Getting Data In

Does useACK=true in inputs.conf [batch://] stanza ensure that the file will be indexed BEFORE being deleted?

lyndac
Contributor

I have an application which writes .json files into a directory. I would like to be able to monitor the directory and forward all files to the indexers. The files are written once, and never updated, so I don't need to monitor the file for changes, just make sure that any new files added to the directory are forwarded for indexing. The size of the files will vary, they can be anywhere between 20K and several MB in size.

I know that I can use the [monitor:] input to do this, but it will not clean up the files. I see that the [batch:] input will cleanup the files, but I'm unclear if batch monitors the directory for new files as well. If it does, will adding useACK=true to the stanza guarantee that the file will not be deleted until the ACK is received from the indexer? My stanza in inputs.conf would look like this (I think):

[batch:///ingest/data]
index=foo
sourcetype=foo_json
useACK=true
move_policy=sinkhole

0 Karma

guilmxm
Influencer

Hello lyndac,

Right, to answer:

useACK (Using Ackknowledge)

Check this:
http://docs.splunk.com/Documentation/Splunk/latest/Forwarding/Protectagainstlossofin-flightdata

Activating Ack is global to your forwarder, not specific to a file monitor input. (so in outputs.conf, not inputs.conf)

batch mode and recursive scan

The batch mode works totally the same the standard monitor does, so yes you can watch for files recursively. (it will not delete directories thought, only monitored files)

File deletion

The Splunk instance will delete the file when it entirely filled in queues or forwarded (as far as i know), it has nothing to see directly with Ack activation.

Then using Ack will ensure that each piece of data will be successfully received and indexed by remote indexers, a bit like TCP versus UDP does on the Network layer with network packets.

Guilhem

0 Karma

lyndac
Contributor

So when I set useACK=true, Splunk will make a copy of the file in it's wait queue when it sends it. It will then delete the original file (because move_policy=sinkhole).

Then, when it receives the ACK from the indexer, it deletes the copy from the wait queue and life goes on. If it doesn't receive the ACK, it will try to resend the copy of the file from the wait queue?

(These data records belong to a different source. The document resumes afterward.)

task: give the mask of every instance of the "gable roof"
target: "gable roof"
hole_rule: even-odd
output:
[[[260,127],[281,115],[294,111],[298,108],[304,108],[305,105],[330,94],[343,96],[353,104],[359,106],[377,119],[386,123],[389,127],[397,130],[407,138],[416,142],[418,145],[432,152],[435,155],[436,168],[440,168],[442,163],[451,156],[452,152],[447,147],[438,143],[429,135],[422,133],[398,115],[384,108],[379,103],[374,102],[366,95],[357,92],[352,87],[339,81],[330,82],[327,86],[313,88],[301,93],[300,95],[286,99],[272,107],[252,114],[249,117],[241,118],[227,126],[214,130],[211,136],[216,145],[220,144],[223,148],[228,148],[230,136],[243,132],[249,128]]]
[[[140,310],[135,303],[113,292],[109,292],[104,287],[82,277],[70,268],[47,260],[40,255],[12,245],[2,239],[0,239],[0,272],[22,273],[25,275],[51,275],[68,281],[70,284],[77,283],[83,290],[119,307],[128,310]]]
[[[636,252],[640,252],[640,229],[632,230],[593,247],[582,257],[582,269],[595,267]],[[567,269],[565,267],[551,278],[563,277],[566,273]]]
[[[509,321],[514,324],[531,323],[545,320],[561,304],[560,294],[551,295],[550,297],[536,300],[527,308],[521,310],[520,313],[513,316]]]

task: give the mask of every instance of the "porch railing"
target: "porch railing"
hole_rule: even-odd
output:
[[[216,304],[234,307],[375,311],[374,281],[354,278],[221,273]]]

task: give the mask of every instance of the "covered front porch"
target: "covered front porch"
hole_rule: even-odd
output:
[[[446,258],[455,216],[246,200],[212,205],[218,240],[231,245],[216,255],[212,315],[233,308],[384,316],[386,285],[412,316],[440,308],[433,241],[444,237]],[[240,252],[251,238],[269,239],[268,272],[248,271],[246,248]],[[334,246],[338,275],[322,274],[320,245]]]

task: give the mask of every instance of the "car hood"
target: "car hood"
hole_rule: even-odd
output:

Is that correct? I just want to make sure I'm understanding the flow...

0 Karma

nmohammed
Builder

hi @lyndac

I am in exact similar situation ? were you able to identify and make it working successfully with batch input. Just want to make sure, the file is completely indexed before deletion and newer files keep getting created in the directory with application requests, so they need to be monitored, forwarded and deleted.